During the run up to the Great Recession, with Florida’s housing market booming, it was not unheard of to see the ad valorem taxes on non-homesteaded properties jumping annually by double-digit percentages, according to former State Sen. Don Gaetz.

“Those huge increases were being passed on to small businesses who rented their stores or individuals renting apartments,” Gaetz said.

In 2008, the Florida Legislature called for a constitutional amendment that would cap non-homesteaded tax assessment increases at 10 percent of the previous year’s assessed value. The measure, that included an expiration date of 2019, passed with 64 percent voter approval.

This year lawmakers have proposed, through Constitutional Amendment 2, to make the 10 percent cap on non-homestead property assessments permanent. With property values again on the rise, Gaetz said a voter decision to do so would be a wise move.

“It’s very important this cap be made permanent,” he said. “If not there are places in Florida where property taxes will skyrocket.”

The Florida Association of Realtors is listed on a Florida League of Cities website as supporting the proposed assessments cap.
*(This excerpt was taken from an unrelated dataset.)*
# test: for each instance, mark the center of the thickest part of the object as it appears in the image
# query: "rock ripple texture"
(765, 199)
The site states only three state lawmakers opposed putting the measure on the Nov. 6 ballot and indicates no opposition to Amendment 2 has arisen.

“In the current age of partisanship, it’s often difficult to find an issue that people with different viewpoints can agree on, but with Amendment 2 we did just that,” Carrie O’Rourke, vice president of public policy for Florida Realtors, said in a news release announcing a campaign for passage of Amendment 2.

Some residential properties, such as second homes and apartments, as well as commercial property and vacant land, are considered non-homestead properties.